US Supreme Court restricts broad scope of CFAA law

Today, the US Supreme Court restricted the scope of the federal Computer Fraud and Abuse Act after overturning the conviction of a Georgia police officer who searched a police database for money.

As part of an FBI sting operation, Georgia police sergeant Nathan Van Buren was paid to search a law enforcement database for information about a particular license plate number. After providing the information, Van Buren was charged with a felony violation of the Computer Fraud and Abuse Act (CFAA).

The CFAA is a cybersecurity bill created in 1986 that prohibits unauthorized access to computer systems and networks or acts that "exceeds authorized access." Due to the vague nature of the bill, the CFAA can be broadly interpreted to allow harmless actions such as violating a website's terms of service or violating corporate policies by using work devices to access personal accounts on social sites.

However, Van Buren's lawyers argued that the police officer had authorized access to the police database and did not exceed the authorized access given to him and should not be convicted under the CFAA.

Supreme court narrows scope of CFAA

In a 6-3 ruling in favor of Van Buren written by Justice Amy Coney Barret, the Court stated that while Van Buren's actions were improper, they did not exceed his authorized access and did not fall under the CFAA.

"We must decide whether Van Buren also violated the Computer Fraud and Abuse Act of 1986 (CFAA), which makes it illegal “to access a computer with authorization and to use such access to obtain or alter information in the computer that the accesser is not entitled so to obtain or alter," reads the Supreme Court opinion.

"He did not. This provision covers those who obtain information from particular areas in the computer—such as files, folders, or databases—to which their computer access does not extend."

"It does not cover those who, like Van Buren, have improper motives for obtaining information that is otherwise available to them."

Barret's opinion was joined by Justices Breyer, Sotomayer, Kaga, Gorsuch, and Kavanaugh.

In a dissenting opinion written by Justice Thomas and joined by Justice Roberts and Alito, Thomas argued that "the common law and statutory law have long punished those who exceed the scope of consent when using property that belongs to others."

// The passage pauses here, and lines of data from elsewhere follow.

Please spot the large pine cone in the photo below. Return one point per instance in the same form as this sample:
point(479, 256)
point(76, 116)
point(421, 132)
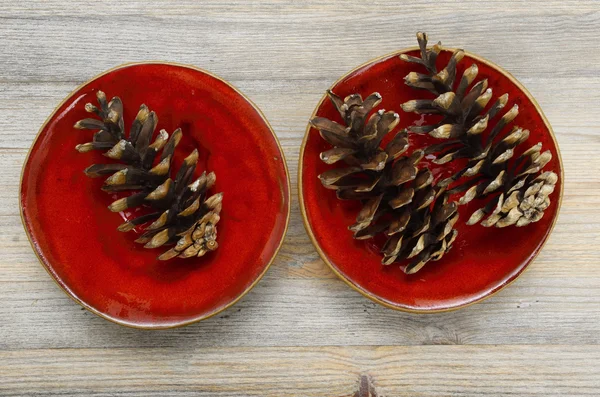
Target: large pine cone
point(183, 214)
point(397, 195)
point(472, 131)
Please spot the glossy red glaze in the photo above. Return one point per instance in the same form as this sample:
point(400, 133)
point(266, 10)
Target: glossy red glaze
point(482, 260)
point(75, 235)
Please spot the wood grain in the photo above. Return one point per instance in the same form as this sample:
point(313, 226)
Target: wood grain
point(301, 331)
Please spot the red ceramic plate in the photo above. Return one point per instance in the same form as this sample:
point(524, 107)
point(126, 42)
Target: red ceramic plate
point(482, 261)
point(75, 236)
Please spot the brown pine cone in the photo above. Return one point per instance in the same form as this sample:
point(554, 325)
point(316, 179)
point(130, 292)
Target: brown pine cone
point(472, 132)
point(183, 213)
point(397, 195)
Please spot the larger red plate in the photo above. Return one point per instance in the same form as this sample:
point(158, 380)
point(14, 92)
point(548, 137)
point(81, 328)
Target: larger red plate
point(75, 236)
point(482, 260)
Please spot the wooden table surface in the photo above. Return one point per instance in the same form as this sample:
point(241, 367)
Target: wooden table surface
point(301, 331)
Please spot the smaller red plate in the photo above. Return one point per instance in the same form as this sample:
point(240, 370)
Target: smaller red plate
point(74, 234)
point(482, 261)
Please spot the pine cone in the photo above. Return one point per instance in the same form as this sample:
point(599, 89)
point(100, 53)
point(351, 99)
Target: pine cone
point(183, 214)
point(489, 173)
point(397, 195)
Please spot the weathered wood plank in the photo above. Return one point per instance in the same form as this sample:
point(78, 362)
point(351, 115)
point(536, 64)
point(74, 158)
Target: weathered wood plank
point(325, 371)
point(301, 331)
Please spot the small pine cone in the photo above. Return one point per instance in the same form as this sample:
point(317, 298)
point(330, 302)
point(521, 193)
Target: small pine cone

"In the end, the Act may or may not cover a wide array of conduct because of changes in technology that have occurred since 1984. But the text makes one thing clear: Using a police database to obtain information in circumstances where that use is expressly forbidden is a crime. I respectfully dissent." - Justice Thomas.

Today's ruling is seen as a step forward for critics of the CFAA and its overly broad interpretation.

"Today's win is an important victory for users everywhere. The Court rightly held that exceeding authorized access under the CFAA does not encompass “violations of circumstance-based access restrictions on employers’ computers," the EFF stated in a blog post about the ruling.

"This means that private parties’ terms of service limitations on how you can use information, or for what purposes you can access it, are not criminally enforced by the CFAA," the EFF added.